Impossible not to commend Phoebe Waller-Bridge on her excellent decision to allow FOXES into Season 2 of Fleabag.
Of course now she has also given us the bloody face of loving properly and not being chosen back. And she is much less of an asshole now. But this has all been written about extensively and very well since the beginning of time and in the New Statesman https://www.newstatesman.com/culture/tv-radio/2019/04/fleabag-final-episode-series-phoebe-waller-bridge-priest-comedy.
“The priest, being an extreme version of all the unattainable blokes she has ever adored: those ratbags (and even non-ratbags) who loved someone, or something, far more than her.”
So I don’t need to tell you about that.
But FOXES. The critics have not given her sublime casting skills their full due. If I had any power whatsoever, I’d give the fox in the final scene at least Best Supporting Actor. Or Best Animal oscar. Best Daemon. Best Tragi-Comic Timing on Behalf of a Spirit Animal.
Of course not everyone has such a soft spot for foxes, the priest particularly and that is fine. Often people say they don’t like them because they have fleas or are too scroungy and scruffy and all raggedy. And they are clever tricksters; and sly and cunning. And so people say, I don’t like them, because of course I am not like that at all.
And these are true things to say. And useful therefore, because you don’t have to say actually I’m very scared of foxes. You don’t have to say what if they have a life-threatening animal disease. That I might catch.
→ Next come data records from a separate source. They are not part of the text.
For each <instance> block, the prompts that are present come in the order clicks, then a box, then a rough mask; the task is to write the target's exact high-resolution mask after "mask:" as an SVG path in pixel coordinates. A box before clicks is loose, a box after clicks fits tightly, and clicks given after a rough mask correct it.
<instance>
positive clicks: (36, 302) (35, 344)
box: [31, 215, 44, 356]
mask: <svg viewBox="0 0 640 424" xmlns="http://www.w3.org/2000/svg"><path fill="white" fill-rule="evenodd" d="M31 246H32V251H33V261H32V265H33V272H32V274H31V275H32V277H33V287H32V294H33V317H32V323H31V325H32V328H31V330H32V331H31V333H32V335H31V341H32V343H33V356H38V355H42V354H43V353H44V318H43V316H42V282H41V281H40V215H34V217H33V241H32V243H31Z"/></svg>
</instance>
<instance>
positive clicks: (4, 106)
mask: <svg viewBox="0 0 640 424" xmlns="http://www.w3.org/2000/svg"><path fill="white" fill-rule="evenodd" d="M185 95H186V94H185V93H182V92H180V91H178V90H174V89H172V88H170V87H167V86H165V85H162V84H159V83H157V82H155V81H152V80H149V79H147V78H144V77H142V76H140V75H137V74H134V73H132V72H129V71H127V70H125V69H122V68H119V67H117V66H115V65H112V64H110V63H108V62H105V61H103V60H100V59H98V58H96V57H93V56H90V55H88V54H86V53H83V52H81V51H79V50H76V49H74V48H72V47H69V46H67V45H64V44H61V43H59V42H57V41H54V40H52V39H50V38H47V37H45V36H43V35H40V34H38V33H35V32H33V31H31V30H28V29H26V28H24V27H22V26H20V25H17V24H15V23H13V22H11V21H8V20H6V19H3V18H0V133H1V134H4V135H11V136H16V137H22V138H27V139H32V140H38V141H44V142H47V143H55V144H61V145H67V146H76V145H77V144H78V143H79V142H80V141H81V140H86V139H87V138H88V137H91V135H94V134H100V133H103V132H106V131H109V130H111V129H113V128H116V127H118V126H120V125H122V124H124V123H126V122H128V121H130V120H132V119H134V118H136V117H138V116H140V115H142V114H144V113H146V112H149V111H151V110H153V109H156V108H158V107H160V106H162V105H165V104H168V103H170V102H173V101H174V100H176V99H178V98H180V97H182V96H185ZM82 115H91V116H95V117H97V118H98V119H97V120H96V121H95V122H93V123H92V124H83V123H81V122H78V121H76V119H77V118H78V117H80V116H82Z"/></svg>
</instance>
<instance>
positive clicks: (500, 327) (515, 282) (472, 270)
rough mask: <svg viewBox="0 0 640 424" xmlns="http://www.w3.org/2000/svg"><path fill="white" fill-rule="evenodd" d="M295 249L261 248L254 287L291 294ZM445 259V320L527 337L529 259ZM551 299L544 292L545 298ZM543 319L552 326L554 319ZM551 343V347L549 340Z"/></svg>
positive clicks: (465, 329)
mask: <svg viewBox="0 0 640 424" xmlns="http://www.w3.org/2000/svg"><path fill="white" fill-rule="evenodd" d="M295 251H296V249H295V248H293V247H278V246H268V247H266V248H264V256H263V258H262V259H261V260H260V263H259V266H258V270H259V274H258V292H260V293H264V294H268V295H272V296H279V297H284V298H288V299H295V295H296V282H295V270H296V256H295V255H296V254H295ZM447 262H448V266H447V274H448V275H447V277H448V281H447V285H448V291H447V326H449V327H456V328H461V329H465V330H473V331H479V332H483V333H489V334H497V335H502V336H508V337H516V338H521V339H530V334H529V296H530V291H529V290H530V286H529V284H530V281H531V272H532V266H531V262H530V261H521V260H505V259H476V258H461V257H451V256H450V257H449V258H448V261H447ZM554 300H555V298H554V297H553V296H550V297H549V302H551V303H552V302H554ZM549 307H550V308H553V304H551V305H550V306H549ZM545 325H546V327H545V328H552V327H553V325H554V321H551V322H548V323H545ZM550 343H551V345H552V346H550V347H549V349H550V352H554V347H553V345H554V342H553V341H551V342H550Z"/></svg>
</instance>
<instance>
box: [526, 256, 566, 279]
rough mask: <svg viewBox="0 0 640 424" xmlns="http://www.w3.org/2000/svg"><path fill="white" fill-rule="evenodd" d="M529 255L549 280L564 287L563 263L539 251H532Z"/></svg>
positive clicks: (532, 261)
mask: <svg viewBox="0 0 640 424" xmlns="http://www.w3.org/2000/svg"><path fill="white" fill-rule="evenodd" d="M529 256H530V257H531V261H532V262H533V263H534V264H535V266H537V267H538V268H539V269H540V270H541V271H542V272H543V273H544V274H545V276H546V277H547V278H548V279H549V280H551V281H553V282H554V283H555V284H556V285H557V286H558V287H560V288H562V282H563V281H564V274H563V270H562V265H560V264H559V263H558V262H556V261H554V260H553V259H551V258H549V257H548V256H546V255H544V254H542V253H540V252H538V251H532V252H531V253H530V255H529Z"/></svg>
And then start frothing at the mouth and become terribly afraid of water. And then just die in the worst way. Or explode. And you don’t have to honestly say, in fact I’m pretty scared of all untame animals, and actually also dogs and cats and mice. And many other animals, both big and small. And in fact I’m pretty much afraid of everything. Like the priest.
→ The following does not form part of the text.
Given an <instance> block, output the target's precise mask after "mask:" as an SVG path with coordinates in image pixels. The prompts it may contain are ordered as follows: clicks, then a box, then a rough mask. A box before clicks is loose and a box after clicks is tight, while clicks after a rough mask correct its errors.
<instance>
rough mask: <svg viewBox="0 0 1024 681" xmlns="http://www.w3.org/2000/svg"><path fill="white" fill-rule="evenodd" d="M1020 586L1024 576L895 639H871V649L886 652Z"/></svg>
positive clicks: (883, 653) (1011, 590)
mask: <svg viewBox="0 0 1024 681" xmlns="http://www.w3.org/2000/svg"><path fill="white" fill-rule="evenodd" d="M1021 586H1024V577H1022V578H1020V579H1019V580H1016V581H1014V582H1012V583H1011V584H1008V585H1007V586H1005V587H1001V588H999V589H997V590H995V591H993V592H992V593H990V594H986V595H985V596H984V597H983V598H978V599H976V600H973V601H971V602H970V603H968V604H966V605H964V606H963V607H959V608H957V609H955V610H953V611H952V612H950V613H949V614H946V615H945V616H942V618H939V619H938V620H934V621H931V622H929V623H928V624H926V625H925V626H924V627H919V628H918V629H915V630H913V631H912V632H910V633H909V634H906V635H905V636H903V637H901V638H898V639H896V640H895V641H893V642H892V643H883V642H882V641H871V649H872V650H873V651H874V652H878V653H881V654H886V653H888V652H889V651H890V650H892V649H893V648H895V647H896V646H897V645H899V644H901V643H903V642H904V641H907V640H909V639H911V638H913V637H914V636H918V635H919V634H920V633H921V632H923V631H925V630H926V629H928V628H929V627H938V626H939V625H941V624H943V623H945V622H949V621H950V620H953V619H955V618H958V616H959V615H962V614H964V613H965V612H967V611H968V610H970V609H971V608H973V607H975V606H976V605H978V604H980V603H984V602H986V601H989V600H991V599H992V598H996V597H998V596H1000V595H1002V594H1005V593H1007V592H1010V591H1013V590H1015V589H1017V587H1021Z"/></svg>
When I lived in London Bridge, I made friends with a fox. We were especially friends on a Tuesday. That was the night I always had to work until very late. For reasons probably best explained by a psychologist in a cameo role (paid in birthday vouchers) I was the one who agreed to wait until we had sent the last pages of the magazine I worked on to JJs: the Repro house. (Repro houses are now redundant like cassette tapes).
And then JJs would do what they had to do and fax (I know) me back what the page would look like when it was printed IRL. And then a man called Duncan would phone me and say is everything alright love, and I would say yes and I would lock up the office and walk home. Down from Islington through the City to London Bridge in the middle of the night.
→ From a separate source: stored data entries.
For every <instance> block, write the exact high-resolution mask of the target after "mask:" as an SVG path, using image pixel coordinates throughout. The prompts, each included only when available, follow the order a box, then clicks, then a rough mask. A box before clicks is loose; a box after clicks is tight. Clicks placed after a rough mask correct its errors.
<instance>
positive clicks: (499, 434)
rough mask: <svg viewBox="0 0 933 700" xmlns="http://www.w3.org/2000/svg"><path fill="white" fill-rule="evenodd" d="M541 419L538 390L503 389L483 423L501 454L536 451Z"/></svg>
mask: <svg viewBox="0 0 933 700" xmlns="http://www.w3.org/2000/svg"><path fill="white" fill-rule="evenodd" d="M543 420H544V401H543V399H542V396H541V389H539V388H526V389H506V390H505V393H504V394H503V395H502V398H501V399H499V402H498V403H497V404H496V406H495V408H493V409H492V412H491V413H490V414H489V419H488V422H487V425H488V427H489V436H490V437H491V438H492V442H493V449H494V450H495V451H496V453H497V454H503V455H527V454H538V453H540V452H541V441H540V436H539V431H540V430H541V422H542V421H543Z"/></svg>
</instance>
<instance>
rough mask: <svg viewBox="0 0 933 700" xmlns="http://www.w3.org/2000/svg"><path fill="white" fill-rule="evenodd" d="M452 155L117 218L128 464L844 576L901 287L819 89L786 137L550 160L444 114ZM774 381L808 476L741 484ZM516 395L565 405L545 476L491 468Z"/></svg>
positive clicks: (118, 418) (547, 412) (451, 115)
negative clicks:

Sometimes I would find my fox at Moorgate. I would say hi and he would say hi back in fox body language. Sometimes he would wink at me and I would wink back. Sometimes he would be in the streets around Old Street, and the bars near Hoxton. And I might say, you shouldn’t be here, and he say right back at ya, sister.
Usually though he would be in the alleys near the river. And I would say, this is not a place you belong either, and he would look back and say with his foxy eyes, neither do you, either. At all. And sometimes I would have slightly longer conversations with the fox. Like I can see that you also did not finish reading that self-help book they all recommend called From Surviving to Thriving. I bet you never even got passed the first few chapters. Or I would see the fox, in the shadows, being the underbelly, scrummaging through the rubbish looking for something sustaining. And I would say: that is not a good way to live. And then I would go into the 24 hour cake shop at Guys’ Hospital and only eat a little bit of cake and leave the rest in the bin for him.
And so, like the clever fox she is, this is what Waller-Bridge gives us too. She shifts through all the shit belonging to other people, chipping away at the bits they think they have hidden in the bin. She finds the rotten bits, and that is what makes everyone nervous and run away; but she also finds the small bits of beautiful cake that haven’t been spoiled. So thank-you, not just for the foxes; but for all of it: fear and grief and badass mirth and especially for when at a dinner party when we are brought down with a snarky comment that is like knife to the knee, now we can find companionship.